25 thoughts on “1923 Diamond Crystal Salt Advertisement

    1. By volume, the coarse-grained Diamond Crystal has less sodium, but by weight, it’s the same sodium content as table salt.

  1. I do believe this was before Iodized salt! I think I want my sodium chloride to have some other ingredients – iodine (to prevent goiter), an anti-clumping agent (so I can actually get it out of the salt shaker), and maybe some trace minerals that are necessary for good health (selenium, iron, manganese, copper, iodine, zinc, cobalt, and fluoride). Pure is not always better!

  2. According to a lengthy series on Diamond Crystal, salt in its natural form as found in nature is not purely all salt–other chemicals will appear in the salt–probably depending on from where it was sourced. Mixed with salt in the natural state includes calcium chloride, magnesium chloride, sulphate of lime (gypsum). Diamond Crystal processing removed those “impurities” to produce the “pure salt that is all salt” and produced it in a flake form rather than cube or crystal. In 1923, the state of Michigan began study on adding “iodization” to table salts in order to prevent the development of goiter. Goiter was considered a public health problem in Michigan since it was particularly prevalent in the area around the Great Lakes.
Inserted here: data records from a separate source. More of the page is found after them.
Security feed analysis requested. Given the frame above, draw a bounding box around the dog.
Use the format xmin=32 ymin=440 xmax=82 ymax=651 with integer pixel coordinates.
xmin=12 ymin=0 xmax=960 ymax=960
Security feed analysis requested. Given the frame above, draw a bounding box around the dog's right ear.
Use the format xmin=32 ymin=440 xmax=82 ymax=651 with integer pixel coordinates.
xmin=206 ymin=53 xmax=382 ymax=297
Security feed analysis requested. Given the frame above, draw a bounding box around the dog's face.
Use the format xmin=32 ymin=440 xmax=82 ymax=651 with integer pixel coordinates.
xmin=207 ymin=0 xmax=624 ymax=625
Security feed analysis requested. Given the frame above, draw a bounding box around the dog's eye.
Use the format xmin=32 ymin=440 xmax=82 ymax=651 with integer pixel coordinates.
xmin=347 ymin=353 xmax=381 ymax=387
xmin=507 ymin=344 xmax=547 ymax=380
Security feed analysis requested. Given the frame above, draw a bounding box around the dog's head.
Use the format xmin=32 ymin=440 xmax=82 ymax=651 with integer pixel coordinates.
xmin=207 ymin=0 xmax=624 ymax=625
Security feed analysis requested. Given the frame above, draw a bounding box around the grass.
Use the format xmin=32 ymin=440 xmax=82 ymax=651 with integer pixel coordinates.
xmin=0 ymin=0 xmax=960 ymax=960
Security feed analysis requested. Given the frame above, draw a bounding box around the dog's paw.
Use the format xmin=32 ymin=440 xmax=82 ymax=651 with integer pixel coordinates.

With the help of the Michigan State Medical Society, Dr. Gowie consulted with the Swiss solution of adding sodium iodide or potassium iodide to table and cooking salt and began talks with the Michigan salt producers, including Diamond Crystal. By spring 1924, 5 major salt producers in Michigan began distributing iodized salt and in fall 1924, Morton Salt took it nationwide. Numerous medical research studies demonstrated the association between a reduction in goiter and the use of iodized salt. As early as the 1800s, physicians and scientists had learned that iodine could treat goiter, based on research on goiter-free regions across the world where iodine in food or water was common. Iodine is necessary for thyroid function.

    1. This is fascinating. Thanks for researching. Now that you mention it, it makes sense that salt in its natural state is mixed with other things.

      1. True; if it comes out of the ground or the ocean or the air, there is likely other things in it. There used to be a salt creek near where we lived in Texas and they “mined” salt from it. Lots of other things ran through that creek along with the salt, but all folks knew was “salt.”

  3. I like Celtic salt, and have tried pink salt, too. Both have more minerals than “regular” salt, but I have to find out if we still need the iodine. Nevertheless, love the old ads you find!

  4. Cottage cheese used to be much firmer when made at home or from a local dairy. The cheese balls would have held up much better.

  5. 1923 is shortly after the US government started cracking down on adulterants–dangerous and otherwise–in foods.

    Companies jumped on that bandwagon to tout how “pure” their product was, and some got in trouble for false advertising.

    Adulterants in salt, for example, could have included plaster dust or other cheap white powdery “fillers”–although salt was already pretty darn cheap, so it might have been a product that was never profitable to adulterate in the first place.

    Even today, advertisers say silly things like “caffeine-free” and “gluten-free” for products (like bag of lemons I saw recently) that never had those things in it–they’re just trying to catch consumer’s eye with the latest food-phobia-fad.